Thursday, July 19, 2007

Report on Emerging Leaders participation

Here's a report from Geri Diorio, our Teen Services Librarian and Children's Services head, on an extraodinary opportunity she has had this past year.

For the past 6 months, I have been participating in the first American Library Association (ALA) Emerging Leaders program, created to enable young and new-to-the-profession librarians to get on the fast track to professional leadership. The program accepted only 100 librarians for this first session. Those selected were required to attend two conferences for leadership training, complete a group project, and serve on an ALA committee for two years.

The group met for the first time at the ALA Midwinter conference in Seattle in January 2007, where the focus was on leadership and team dynamics within the association and in the workplace. Presenters and mentors were drawn from the ranks of the profession’s most experienced and inspiring consultants and practitioners.

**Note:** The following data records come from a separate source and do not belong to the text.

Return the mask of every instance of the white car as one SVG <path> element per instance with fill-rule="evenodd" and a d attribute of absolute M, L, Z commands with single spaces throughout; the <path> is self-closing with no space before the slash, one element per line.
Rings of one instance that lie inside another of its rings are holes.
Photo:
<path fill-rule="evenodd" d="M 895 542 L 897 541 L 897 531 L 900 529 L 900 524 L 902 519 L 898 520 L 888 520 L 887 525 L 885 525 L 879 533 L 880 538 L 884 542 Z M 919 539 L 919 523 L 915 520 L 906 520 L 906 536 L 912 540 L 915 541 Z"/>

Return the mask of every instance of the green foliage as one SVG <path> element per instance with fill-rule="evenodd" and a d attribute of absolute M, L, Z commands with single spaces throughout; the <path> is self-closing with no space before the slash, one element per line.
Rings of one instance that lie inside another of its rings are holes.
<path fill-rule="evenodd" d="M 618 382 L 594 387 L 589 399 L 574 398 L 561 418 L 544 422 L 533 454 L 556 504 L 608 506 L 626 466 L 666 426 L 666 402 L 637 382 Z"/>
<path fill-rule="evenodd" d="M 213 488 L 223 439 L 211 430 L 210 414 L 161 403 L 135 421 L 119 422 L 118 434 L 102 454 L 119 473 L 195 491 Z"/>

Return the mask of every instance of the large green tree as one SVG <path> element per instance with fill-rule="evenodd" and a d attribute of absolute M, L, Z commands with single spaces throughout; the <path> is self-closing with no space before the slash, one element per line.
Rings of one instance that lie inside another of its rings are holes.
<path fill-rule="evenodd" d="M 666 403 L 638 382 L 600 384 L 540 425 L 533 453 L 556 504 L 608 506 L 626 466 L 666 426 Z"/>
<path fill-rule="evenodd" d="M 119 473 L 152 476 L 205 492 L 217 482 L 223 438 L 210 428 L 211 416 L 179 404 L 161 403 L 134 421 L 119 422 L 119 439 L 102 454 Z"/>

We were divided into smaller groups of three or four to work on a project for the next six months. Communicating through conference calls and e-mails, my group chose to explore “what technologies will most affect libraries in the next five years?” And instead of making up a static list, we decided to use the more dynamic tool of a wiki, where we’d link to articles on new technologies that are impacting libraries as well as established technologies that are being used in new ways. Our wiki is called “Tech Casting” and can be found at
http://wikis.ala.org/tech_casting/index.php/Main_Page.

In June at the ALA Annual conference, the entire group once again took part in leadership seminars, this time on principles and practices in three important areas: collaboration, conflict and ethics. We also presented a “poster session,” attended by hundreds of conference participants, which explained our group work and showed off the wiki in real time on two laptops.

My service portion of the program will be fulfilled by serving for the next two years as the intern for the ALA Awards committee, which is responsible, among others, for the Newbery and Caldecott prizes.

I’d like to express my gratitude to the library staff and the Friends of the Ridgefield Library for their support of my participation in this program.